MESA+ Institute for Nanotechnology

In modern integrated circuits with Cu interconnects a diffusion barrier is used between the dielectric and Cu in order to prevent diffusion of Cu through the dielectrics. The choice of such a barrier requires a material exploration and a study of the material reactivity with both Cu and the dielectric used in the back-end processing. This thesis presents results of a study focused on the growth processes of tungsten nitride silicide films by CVD; tungsten nitride and tungsten carbidonitride films by ALD.

The suitability of these materials as a diffusion barrier has also been evaluated by testing film properties such as resistivity, RMS-roughness, the reactivity with Cu, blocking properties to Cu diffusion and adhesion.
A combination of the tungsten silicide nitride with Si to W ratio ≥0.8 and Cu has shown Si diffusion out of the barriers into Cu resulting in a large increase of Cu-resistivity. Thus, these materials failed the criterion of low reactivity with Cu, which has been tested with four-point probe in situ sheet resistance measurements at elevated temperatures. Tungsten nitride and tungsten carbonitride films are shown to have low reactivity with Cu. Moreover, good blocking properties of these films against Cu and Al diffusion have been demonstrated on capacitors and p+/n diodes.
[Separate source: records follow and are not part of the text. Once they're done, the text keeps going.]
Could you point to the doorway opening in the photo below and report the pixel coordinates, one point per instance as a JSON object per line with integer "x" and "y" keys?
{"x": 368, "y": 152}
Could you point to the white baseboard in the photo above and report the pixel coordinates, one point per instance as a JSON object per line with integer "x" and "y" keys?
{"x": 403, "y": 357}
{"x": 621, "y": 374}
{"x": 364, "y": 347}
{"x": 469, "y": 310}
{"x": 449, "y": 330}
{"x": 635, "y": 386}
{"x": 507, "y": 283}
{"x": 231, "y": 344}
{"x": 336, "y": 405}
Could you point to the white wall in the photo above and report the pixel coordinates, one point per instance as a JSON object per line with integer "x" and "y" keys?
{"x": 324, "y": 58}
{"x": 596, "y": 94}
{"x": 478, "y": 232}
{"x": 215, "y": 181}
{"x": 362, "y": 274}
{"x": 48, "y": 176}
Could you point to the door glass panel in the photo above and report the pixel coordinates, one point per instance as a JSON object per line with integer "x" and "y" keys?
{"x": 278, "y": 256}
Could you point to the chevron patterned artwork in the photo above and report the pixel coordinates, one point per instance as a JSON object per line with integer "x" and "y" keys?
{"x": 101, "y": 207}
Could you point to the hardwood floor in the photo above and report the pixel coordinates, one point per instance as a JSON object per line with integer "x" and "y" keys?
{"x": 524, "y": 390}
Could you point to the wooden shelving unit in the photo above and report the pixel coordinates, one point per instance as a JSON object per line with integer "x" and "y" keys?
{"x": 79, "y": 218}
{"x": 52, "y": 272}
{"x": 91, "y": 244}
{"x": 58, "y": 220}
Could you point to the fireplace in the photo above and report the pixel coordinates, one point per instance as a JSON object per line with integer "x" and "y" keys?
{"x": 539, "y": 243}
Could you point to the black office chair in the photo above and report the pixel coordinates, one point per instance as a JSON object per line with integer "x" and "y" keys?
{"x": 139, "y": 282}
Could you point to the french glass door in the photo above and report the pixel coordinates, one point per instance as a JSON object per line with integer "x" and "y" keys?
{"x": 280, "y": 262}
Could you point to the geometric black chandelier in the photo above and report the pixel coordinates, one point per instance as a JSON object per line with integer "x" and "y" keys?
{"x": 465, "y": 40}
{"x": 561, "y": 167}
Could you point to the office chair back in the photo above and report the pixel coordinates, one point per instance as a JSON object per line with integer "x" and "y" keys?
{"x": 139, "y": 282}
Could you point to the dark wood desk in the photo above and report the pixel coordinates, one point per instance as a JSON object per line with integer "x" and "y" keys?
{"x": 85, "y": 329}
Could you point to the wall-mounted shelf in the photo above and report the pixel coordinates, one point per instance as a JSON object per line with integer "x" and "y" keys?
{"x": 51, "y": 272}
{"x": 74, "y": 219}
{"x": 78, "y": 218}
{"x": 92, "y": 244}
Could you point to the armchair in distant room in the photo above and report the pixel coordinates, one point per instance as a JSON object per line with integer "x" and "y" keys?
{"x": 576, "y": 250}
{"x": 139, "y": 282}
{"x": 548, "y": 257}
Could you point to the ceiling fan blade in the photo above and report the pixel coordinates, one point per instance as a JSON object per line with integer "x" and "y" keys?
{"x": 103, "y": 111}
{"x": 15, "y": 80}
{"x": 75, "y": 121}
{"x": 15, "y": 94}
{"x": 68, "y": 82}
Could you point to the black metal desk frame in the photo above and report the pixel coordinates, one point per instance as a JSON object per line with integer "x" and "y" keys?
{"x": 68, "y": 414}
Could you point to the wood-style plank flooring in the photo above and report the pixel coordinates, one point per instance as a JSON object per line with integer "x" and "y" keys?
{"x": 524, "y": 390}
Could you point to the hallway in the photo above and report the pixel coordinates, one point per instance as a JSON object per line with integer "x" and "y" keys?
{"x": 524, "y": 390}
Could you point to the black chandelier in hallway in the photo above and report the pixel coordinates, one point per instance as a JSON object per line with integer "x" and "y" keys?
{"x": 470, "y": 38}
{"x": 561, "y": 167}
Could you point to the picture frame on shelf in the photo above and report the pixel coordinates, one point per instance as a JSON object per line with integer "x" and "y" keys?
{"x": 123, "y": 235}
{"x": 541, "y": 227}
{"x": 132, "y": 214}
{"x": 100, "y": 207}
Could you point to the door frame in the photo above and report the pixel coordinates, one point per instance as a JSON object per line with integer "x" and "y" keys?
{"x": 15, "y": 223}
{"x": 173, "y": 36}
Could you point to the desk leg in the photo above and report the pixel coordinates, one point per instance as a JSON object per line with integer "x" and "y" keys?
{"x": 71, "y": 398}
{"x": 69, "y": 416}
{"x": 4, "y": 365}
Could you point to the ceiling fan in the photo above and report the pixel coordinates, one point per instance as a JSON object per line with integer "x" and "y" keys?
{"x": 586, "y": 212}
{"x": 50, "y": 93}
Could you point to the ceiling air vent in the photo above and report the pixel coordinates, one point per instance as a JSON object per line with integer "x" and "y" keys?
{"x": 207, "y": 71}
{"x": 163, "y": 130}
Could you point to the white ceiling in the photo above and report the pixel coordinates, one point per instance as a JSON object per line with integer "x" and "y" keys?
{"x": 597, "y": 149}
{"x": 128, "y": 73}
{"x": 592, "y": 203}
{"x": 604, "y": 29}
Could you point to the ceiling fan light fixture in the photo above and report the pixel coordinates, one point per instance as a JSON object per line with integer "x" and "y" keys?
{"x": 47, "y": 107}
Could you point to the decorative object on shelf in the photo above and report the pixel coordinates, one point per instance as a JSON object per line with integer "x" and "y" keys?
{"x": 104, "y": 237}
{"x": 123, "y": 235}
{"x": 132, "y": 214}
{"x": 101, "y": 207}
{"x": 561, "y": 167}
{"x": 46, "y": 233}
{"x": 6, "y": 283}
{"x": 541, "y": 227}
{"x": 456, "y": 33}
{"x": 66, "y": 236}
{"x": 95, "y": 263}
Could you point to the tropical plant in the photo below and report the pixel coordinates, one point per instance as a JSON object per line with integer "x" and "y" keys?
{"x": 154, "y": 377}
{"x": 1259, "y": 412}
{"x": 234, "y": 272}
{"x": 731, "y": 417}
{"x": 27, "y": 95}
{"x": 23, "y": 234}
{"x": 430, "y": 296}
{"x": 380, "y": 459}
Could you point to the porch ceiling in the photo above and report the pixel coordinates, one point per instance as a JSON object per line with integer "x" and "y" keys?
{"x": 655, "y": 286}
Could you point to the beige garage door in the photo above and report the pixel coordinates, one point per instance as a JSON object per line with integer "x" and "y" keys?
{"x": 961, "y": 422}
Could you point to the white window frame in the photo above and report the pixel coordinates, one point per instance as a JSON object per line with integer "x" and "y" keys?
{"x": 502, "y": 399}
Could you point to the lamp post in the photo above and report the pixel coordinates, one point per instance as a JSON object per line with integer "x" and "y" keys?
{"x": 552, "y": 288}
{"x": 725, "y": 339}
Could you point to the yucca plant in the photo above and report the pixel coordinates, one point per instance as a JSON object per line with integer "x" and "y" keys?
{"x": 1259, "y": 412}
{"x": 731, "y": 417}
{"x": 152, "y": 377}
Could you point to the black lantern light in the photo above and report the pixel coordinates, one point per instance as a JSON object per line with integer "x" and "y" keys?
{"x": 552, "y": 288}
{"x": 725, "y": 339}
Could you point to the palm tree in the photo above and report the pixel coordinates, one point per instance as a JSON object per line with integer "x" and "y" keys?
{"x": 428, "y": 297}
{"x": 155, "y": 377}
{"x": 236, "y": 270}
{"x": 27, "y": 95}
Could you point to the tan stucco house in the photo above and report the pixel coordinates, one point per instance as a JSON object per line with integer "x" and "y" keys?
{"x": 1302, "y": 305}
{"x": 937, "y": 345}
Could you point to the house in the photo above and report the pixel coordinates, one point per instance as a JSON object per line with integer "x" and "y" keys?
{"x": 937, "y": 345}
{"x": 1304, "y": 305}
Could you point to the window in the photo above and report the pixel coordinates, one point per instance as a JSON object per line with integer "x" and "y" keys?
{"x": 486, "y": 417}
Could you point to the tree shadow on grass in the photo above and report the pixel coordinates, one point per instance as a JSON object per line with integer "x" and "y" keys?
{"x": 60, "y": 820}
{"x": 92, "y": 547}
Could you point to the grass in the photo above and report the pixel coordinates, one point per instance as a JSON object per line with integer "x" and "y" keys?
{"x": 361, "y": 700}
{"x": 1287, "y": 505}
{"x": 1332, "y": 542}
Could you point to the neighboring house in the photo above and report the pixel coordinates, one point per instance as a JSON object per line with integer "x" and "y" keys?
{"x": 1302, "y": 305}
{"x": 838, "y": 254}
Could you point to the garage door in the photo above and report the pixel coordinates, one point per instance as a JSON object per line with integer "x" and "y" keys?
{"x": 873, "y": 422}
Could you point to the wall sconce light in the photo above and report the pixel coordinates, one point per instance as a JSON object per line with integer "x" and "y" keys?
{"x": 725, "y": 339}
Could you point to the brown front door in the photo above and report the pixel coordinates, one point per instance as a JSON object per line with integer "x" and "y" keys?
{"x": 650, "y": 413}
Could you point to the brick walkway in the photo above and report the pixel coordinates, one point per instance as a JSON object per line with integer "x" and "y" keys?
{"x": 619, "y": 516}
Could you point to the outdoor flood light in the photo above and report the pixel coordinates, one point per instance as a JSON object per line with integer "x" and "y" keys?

At the same time a continuous scaling of components in IC’s demands the integration of low-k dielectrics, e.g. SiLKTM (an aromatic hydrocarbon based polymer with a static dielectric constant ~2.65), in a back-end process of IC’s. This requires a study of processes at the interface of the dielectric film with Ta-based materials, which are used conventionally as barriers. Therefore a study of the interaction of SiLK with the Ta-based materials has been performed. Sheet resistance measurements show that tantalum nitrides containing 8-10 at% N have better thermal stability on SiLK than pure Ta films. The four point bend test shows suitable adhesion. No reaction of hydrocarbons from SiLK with Ta-based barriers, which results in tantalum carbide formation, has been observed.